Overall Workflow of our model: We start from the seed code dataset to create well-formatted questions and corresponding test cases. Then we adopt strong models like filter the noisy test cases. Finally, we adopt these test cases to harvest positive and negative program pairs for reward model training and RL.

We trained two reward model AceCodeRM-7B and AceCodeRM-32B on the constructed preference pairs. We evaluate the performance of our reward models through the best-of-N experiments on the 4 popular coding benchmarks. Results show consistent improvement across all benchmarks, demonstrating the effectiveness of our reward models.

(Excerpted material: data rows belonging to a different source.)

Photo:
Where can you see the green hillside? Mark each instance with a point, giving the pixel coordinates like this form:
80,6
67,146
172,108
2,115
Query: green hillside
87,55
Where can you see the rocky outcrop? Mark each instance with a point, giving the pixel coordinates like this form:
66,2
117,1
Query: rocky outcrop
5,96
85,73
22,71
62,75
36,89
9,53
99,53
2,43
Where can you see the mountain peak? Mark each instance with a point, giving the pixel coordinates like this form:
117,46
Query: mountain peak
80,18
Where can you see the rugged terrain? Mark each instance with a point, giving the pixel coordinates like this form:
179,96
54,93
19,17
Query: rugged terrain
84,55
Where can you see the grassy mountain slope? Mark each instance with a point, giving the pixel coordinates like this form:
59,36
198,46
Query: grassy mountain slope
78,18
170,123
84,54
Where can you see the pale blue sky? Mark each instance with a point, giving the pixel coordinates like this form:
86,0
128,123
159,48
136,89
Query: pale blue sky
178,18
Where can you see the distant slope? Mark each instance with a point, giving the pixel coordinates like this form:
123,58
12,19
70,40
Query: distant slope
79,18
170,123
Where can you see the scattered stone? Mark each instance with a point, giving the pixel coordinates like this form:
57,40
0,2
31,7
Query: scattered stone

We perform RL training from three policy models: Qwen2.5-7B-Instruct and Qwen2.5-Coder-7B-Base and Qwen2.5-Coder-7B-Instruct. Two types of reward can be used, i.e. the trained reward model RM-7B and the rule-based reward, i.e. pass rate over the test cases in dataset. During training, we set the pass rate to be a binary reward, which is 1.0 when all test cases passed, otherwise 0. Similar to DeepSeek-R1, we also experiment with RL from the base model because SFT may cause the search space of the model to be stuck in the local minimum. Since coding is also a highly verifiable task like math, we include the Qwen2.5-Coder-7B-Base in our experiments. We see consisteny performance improvement across all benchmarks. And directly RL from the Base Qwen2.5-Coder model can get 25% improvement on HumanEval-plus and 6% on MBPP-plus within just 80 optimization steps.

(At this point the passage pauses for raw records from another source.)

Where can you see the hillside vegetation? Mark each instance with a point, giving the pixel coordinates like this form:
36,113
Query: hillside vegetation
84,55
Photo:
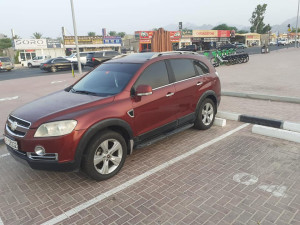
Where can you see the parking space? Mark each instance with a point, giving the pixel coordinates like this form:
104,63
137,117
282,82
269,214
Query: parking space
241,179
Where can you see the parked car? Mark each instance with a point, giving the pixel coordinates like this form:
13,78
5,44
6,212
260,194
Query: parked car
73,57
240,46
56,64
36,61
6,64
227,46
123,104
94,59
192,48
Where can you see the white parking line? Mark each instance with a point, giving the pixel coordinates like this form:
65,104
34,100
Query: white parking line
58,81
4,155
9,98
121,187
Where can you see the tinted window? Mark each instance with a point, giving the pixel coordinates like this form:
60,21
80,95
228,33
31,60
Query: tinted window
5,59
201,68
107,79
182,68
155,75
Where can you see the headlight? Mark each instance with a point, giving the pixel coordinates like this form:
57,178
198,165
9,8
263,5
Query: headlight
57,128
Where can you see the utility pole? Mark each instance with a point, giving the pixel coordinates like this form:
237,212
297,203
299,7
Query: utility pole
76,39
296,38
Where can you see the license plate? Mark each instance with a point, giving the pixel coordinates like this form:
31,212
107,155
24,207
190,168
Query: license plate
11,143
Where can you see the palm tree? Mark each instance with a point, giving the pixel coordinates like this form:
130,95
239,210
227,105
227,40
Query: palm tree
91,34
37,35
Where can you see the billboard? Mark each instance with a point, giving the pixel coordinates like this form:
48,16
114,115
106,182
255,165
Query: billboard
30,43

Existing top-ranked reward models on Reward Bench can perform pretty bad for best-of-N sampling in the coding scenarion, and sometime can underperform the greedy results. However, our AceCodeRM-7B consistently outperform them with an average of 6.9 improvement

We also conduct experiments to investigate how filtering the test cases with a proxy model can affect the results. As shown in table, training RM on data after the filtering improve the performance significantly, especially for those hard code questions like MBPP-Plus and BigCodeBench-Hard (C/I). We believe this is because the test case filtering can ensure the remaining ones are consistent with each other and thus point to the same implicit program, which improves the quality of the rewards.